Mojo

2StonedAndrew Loog Oldham
Secker & Warburg £17.99

By Paul Trynka

Second instalment of onetime Stones manager's autobiog, encompassing the crucial period from the Stones first hits in 1964 through to his departure in1967.

The phrase "there is nothing new under the sun" is one that's apposite to perhaps the vast majority of history books, which simply rehash or re-interpret what's gone before. 2Stoned is the stunning exception: a book that takes a famous era of a more-than-famous band and throws in a huge amount of new material and revelations. Given that Oldham was a fly on the wall over some of the Stones' most crucial history, perhaps that's not a surprise. What is a surprise, though, is the authority, wit and breadth of this book, which draws on testimony from a wide range of Stones' friends and fellow-travellers to give a multi-layered, multi-faceted account of not just the Stones' life and music, but of the culture and context that inspired it.

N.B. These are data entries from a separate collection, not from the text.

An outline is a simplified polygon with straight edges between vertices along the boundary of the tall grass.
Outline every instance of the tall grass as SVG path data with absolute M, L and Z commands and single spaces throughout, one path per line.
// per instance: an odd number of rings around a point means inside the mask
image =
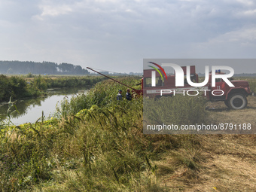
M 120 81 L 133 86 L 139 79 Z M 167 150 L 172 169 L 197 170 L 197 136 L 143 135 L 142 98 L 117 101 L 119 89 L 125 87 L 102 81 L 64 101 L 59 118 L 42 114 L 34 124 L 4 127 L 0 191 L 164 191 L 154 161 Z

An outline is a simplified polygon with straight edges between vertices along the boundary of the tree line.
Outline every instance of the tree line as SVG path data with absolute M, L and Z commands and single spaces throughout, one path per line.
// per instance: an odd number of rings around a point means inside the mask
M 71 74 L 86 75 L 89 72 L 80 66 L 62 62 L 57 64 L 52 62 L 38 62 L 32 61 L 0 61 L 0 73 L 2 74 Z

    Above all, 2Stoned is packed with stunning imagery, particularly of the insanity that underlay their first trips to America. It was a serendipitous onslaught that might see Oldham and his charges meet Murray The K and be handed a sure-fire American hit, then have a scrap with a snotty jeweller, smoke proper marijuana for the first time, then arrive back at the Sunset Strip Motel to "slip inside" a halter-topped girl named Flo. All in a day's work.
    Yet the jump-cut intensity of Oldham's delivery doesn't preclude some profound insights. He is particularly good on the influence of people like Dave Hassinger and Jack Nitzsche - studio animals who willingly opened up the whole American bag of recording tricks to what others would have regarded as snotty English upstarts. He's refreshingly honest about his charges. Keith is depicted with love, Jagger with a scrupulous fairness that itself speaks volumes, while the long, painful decline of Brian Jones inspires no crocodile tears. There's an understandable resentment, though, in the account of how Oldham was forced to do what none of the Stones would do: walk up to a whacked-out Brian Jones slumped over his guitar in the studio, and unplug him, both literally and metaphorically. This was a dirty job Mick and Keith left to Oldham - before realising he in turn was dispensable. 
   Oldham is honest about his own mistakes, explaining his side of the notorious deal which handed the Stones to Allen Klein without seeking to whitewash himself (Klein, in fact, gives his side of the story, too). Yet overall there's little dwelling on failures, and not much reflection on those who were left injured on the hard shoulder after the Stones' constant car-crashes. That seems fitting, though, in a book that is, above all, a celebration. There's a joy and relish at being in the eye of a camp, cranked-up, uncontrollable hurricane, which any reader, Stones fan or no, will share.